Embora o encontro de ontem tenha sido, sem dúvida, bem-vindo, é pouco provável que ele resolva a questão completamente. A mais séria crise diplomática entre os dois países desde 1987, quando uma disputa territorial os colocou perigosamente à beira da guerra, não se dissipará facilmente. A desconfiança mútua e as suspeitas persistirão. Uribe está determinado a ir além na busca de "terroristas", como Granda, e parece estar coletando informações para pressionar Chávez a esclarecer seus possíveis vínculos com guerrilheiros colombianos.
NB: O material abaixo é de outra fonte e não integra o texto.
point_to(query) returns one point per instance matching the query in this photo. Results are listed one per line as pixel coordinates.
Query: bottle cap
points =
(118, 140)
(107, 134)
No ano que vem, ambos os presidentes estarão em busca de reeleição e ambos perseguem a implementação de projetos nacionais - a "revolução bolivariana", de Chávez, e a "segurança democrática", de Uribe - que estão em rota de colisão.

Mas a grande possibilidade de uma possível conflagração - apenas no campo econômico, o comércio entre Venezuela e Colômbia alcançou aproximadamente US$ 1,7 bilhão no ano passado - causou a predominância das cabeças frias e ajudou a baixar a tensão agora.

De acordo com informações do diário colombiano El Tiempo, foi Uribe - o linha-dura e forte aliado dos EUA, mas sempre um pragmático - que contactou Fidel para pedir sua ajuda na disputa. Fidel então despachou seu ministro de Relações Exteriores para Caracas, acompanhando a mediação peruana e brasileira. O fato de Uribe ter decidido procurar Fidel - e o fato pelo qual seu apelo por ajuda funcionou - mostrou que o ardiloso cubano mantém sobre Chávez uma influência maior do que qualquer outra figura política da região. O caso também deixa claro que, no futuro planejamento da política hemisférica dos EUA para negociar com o crescentemente autoritário e imprevisível Chávez, Cuba não poderá ser ignorada. Apesar de ter um regime repugnante, ele pode exercer um papel construtivo.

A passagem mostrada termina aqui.